Tucked up next to Sehome Arboretum on a quiet side of south campus is one of the most robust health services available in the state: the three clinics of Western’s Speech, Language, and Hearing Sciences Department.
The clinics — aural rehabilitation, speech-language, and hearing — provide a wide variety of no-cost services, including stuttering therapy, voice therapy, gender-affirming voice care, expressive and receptive language evaluations and treatment, cognitive therapy, and group and individual therapy for aphasia. The audiology clinic offers full diagnostic hearing evaluations, hearing aids, balance assessments and much more all performed by WWU student clinicians supervised by licensed providers at no cost to the patient.

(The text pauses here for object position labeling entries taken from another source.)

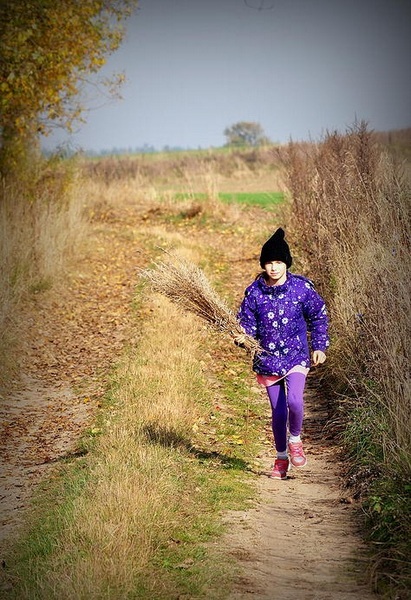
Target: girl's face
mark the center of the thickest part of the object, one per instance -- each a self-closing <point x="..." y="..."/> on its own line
<point x="276" y="271"/>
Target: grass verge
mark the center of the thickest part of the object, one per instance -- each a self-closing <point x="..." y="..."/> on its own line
<point x="264" y="199"/>
<point x="172" y="449"/>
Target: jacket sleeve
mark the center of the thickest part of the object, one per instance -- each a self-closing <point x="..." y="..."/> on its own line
<point x="246" y="314"/>
<point x="315" y="314"/>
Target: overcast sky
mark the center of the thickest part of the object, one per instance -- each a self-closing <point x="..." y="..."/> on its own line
<point x="297" y="67"/>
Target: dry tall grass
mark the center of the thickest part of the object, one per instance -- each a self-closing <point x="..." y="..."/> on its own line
<point x="138" y="495"/>
<point x="352" y="217"/>
<point x="41" y="223"/>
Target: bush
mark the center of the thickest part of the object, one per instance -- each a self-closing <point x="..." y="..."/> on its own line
<point x="352" y="197"/>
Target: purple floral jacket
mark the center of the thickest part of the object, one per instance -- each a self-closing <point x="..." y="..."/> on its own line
<point x="280" y="317"/>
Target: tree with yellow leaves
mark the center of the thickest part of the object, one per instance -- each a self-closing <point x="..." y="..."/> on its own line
<point x="47" y="50"/>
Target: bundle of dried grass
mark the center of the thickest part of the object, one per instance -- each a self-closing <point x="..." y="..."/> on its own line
<point x="187" y="286"/>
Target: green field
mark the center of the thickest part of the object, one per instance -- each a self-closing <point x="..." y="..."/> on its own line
<point x="265" y="199"/>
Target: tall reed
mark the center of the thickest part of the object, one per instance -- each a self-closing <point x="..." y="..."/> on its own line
<point x="352" y="213"/>
<point x="41" y="223"/>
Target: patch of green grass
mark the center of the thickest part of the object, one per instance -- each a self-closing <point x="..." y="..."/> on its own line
<point x="263" y="199"/>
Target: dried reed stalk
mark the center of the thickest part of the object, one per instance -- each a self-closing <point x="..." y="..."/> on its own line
<point x="187" y="286"/>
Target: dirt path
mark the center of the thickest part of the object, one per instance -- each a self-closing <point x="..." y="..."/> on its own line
<point x="300" y="541"/>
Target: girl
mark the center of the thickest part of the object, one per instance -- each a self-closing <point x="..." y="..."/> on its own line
<point x="279" y="309"/>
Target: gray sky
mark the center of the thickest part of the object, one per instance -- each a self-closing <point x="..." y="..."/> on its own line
<point x="297" y="67"/>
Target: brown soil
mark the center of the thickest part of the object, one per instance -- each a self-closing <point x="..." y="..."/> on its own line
<point x="301" y="540"/>
<point x="299" y="543"/>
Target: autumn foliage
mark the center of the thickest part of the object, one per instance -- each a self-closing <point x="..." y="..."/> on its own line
<point x="48" y="49"/>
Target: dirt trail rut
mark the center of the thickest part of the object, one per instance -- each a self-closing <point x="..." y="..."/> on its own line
<point x="300" y="542"/>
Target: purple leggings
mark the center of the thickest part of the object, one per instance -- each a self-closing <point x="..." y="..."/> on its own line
<point x="287" y="403"/>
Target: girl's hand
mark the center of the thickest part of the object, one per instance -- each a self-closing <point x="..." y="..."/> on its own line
<point x="318" y="357"/>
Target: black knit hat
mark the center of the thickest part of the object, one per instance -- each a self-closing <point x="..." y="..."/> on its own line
<point x="276" y="248"/>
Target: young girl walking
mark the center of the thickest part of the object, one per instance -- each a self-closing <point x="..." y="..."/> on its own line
<point x="279" y="309"/>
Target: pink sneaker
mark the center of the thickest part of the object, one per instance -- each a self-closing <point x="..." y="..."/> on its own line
<point x="297" y="455"/>
<point x="280" y="468"/>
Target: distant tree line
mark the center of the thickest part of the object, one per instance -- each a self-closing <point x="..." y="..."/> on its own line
<point x="245" y="133"/>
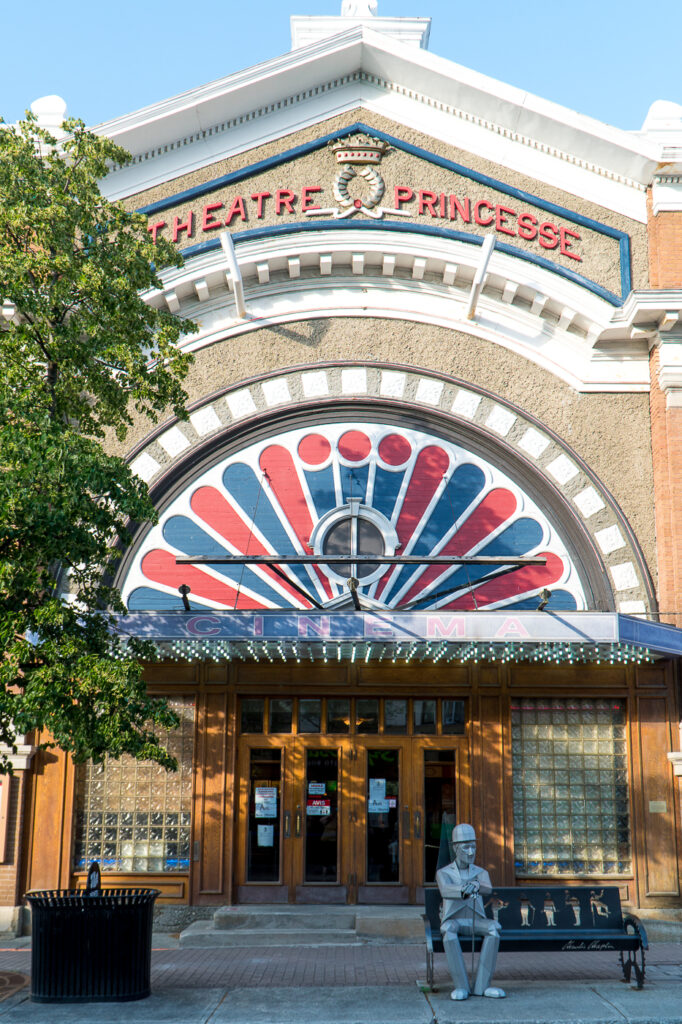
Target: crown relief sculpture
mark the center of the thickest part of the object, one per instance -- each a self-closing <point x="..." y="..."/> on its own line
<point x="358" y="156"/>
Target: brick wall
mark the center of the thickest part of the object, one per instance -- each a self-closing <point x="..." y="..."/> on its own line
<point x="666" y="271"/>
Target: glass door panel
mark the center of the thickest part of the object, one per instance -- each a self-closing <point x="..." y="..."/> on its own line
<point x="322" y="815"/>
<point x="263" y="835"/>
<point x="383" y="799"/>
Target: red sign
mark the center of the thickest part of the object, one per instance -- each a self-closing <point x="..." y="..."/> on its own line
<point x="455" y="210"/>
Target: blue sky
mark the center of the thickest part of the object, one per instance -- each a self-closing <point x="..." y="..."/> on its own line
<point x="606" y="58"/>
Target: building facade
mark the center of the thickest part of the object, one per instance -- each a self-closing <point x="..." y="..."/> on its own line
<point x="440" y="328"/>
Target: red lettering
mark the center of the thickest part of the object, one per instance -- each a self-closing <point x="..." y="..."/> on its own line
<point x="401" y="195"/>
<point x="208" y="220"/>
<point x="501" y="213"/>
<point x="549" y="236"/>
<point x="307" y="202"/>
<point x="426" y="202"/>
<point x="483" y="204"/>
<point x="457" y="208"/>
<point x="187" y="225"/>
<point x="155" y="228"/>
<point x="284" y="198"/>
<point x="260" y="198"/>
<point x="237" y="207"/>
<point x="564" y="235"/>
<point x="527" y="226"/>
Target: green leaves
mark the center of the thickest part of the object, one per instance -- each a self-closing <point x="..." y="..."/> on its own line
<point x="75" y="364"/>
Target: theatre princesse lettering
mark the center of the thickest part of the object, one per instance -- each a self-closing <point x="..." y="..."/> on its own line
<point x="418" y="555"/>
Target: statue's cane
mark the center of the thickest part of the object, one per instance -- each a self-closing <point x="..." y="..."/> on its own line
<point x="473" y="936"/>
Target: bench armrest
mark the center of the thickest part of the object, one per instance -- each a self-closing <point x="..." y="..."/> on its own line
<point x="632" y="923"/>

The clinics also provide students a training ground for a profoundly rewarding career.
“These opportunities provide invaluable hands-on experiences that truly prepare us for professional practice in this field,” says Savannah Burdick, a third-year student in the Clinical Doctorate in Audiology Program.
“For a patient to regain their voice is so meaningful,” says Speech- Language Clinic Director Lesley Stephens. “We had a client who came to therapy and after receiving care was able to read a birthday card out loud for the first time.”
The clinics also offer services that are rare at a private clinic: “We are one of the few clinics in the country that has aural rehabilitation in addition to speech-language and audiology services,” says Director of Audiology Anna Diedesch.